SDS-PAGE and Western blot analysis of insulin and IGF-I receptor beta-subunit proteins. Levels of total and activated insulin and IGF-I receptor beta-subunit proteins were analyzed with SDS-PAGE and Western blot analysis using standard methods. The samples were thawed, vortexed, and centrifuged and subsequently loaded onto a precast Tris·HCl gel with 7.5% (vol/vol) polyacrylamide (Bio-Rad, Sundbyberg, Sweden), where the proteins were separated by SDS-PAGE. After electrophoresis the proteins were transferred onto a polyvinylidene difluoride membrane (Bio-Rad) and incubated in block solution on a shaker for 1 h at room temperature. When immunoblotting with anti-phosphotyrosine (PY20) antibody, 3% (wt/vol) BSA in Tris-buffered saline (TBS; 0.05 M TrizmaBase, 0.15M NaCl at pH 7.5) with 0.1% (vol/vol) Tween-20 (TBS-T) was used as blocking agent, and for the anti-receptor beta-subunit antibodies 5% (wt/vol) nonfat milk in TBS-T was used. The membrane was then incubated in primary antibody solution on a rocker overnight at 4°C. Primary antibodies used for immunoblotting studies included monoclonal mouse PY20 antibody, polyclonal rabbit anti-IR beta-subunit antibody (C-19), and polyclonal rabbit anti-IGF-IR beta-subunit antibody (C-20), all purchased from Santa Cruz Biotechnology. The next day, the membranes were washed four times in TBS-T and incubated with a horseradish peroxidase (HRP)-conjugated antibody for 1 h on a shaker at room temperature.
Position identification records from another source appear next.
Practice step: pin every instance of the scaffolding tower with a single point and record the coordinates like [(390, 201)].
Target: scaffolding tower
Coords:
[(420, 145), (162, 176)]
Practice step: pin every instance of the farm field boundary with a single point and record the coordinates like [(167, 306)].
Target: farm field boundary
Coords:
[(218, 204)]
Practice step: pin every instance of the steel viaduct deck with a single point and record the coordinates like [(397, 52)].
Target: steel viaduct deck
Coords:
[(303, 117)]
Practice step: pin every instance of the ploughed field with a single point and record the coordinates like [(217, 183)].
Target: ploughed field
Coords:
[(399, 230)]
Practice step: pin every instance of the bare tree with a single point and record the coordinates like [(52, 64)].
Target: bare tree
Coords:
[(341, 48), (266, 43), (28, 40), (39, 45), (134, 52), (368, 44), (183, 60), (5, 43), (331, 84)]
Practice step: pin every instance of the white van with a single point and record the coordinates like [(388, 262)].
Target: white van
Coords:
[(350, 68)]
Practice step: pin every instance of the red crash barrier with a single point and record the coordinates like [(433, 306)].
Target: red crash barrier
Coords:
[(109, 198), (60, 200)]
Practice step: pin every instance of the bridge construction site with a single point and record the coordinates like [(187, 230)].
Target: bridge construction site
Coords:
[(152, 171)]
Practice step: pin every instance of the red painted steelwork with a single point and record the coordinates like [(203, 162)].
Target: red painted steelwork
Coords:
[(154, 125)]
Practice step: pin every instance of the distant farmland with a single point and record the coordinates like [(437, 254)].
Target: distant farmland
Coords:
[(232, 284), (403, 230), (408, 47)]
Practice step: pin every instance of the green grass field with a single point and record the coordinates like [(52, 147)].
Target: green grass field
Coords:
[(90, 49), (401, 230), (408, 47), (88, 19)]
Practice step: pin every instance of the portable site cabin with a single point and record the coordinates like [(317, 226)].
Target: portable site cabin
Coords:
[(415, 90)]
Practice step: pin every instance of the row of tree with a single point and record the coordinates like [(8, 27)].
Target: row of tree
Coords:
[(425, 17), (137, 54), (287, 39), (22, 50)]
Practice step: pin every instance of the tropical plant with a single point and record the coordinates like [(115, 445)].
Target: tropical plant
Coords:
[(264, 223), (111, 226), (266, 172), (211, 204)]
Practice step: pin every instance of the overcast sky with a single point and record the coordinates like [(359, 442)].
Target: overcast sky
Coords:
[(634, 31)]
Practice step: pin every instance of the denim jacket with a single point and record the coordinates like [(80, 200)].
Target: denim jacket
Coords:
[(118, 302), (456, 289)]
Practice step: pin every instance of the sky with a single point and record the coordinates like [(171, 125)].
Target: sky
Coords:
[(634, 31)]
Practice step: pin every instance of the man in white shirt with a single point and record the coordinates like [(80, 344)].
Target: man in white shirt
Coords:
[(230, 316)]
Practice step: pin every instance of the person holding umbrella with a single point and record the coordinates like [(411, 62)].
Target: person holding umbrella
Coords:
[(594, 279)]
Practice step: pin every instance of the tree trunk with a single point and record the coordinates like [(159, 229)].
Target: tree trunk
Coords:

The activated receptor beta-subunits were detected with 0.2 µg/ml PY20 antibody and 0.17 µg/ml HRP-conjugated sheep anti-mouse antibody (Amersham Biosciences, Uppsala, Sweden). The total amount of receptor beta-subunit proteins was detected using 0.2 µg/ml anti-IGF-IR (C-20) or anti-IR (C-19) together with 0.018 µg/l HRP-conjugated goat anti rabbit antibody bought from Zymed (San Francisco, CA). The proteins were visualized with enhanced chemiluminescence (ECL) detection reagents and exposure to Hyperfilm ECL, both from Amersham Biosciences. After detection of activated receptor beta-subunits with PY20 the membranes were stripped through incubation in stripping buffer [2% (wt/vol) SDS, 62.5 mM Tris·HCl, and 0.1 M beta-mercaptoethanol] for 30 min at 60°C and then reprobed with anti-receptor beta-subunit antibodies to detect the total amounts of receptor beta-subunit proteins.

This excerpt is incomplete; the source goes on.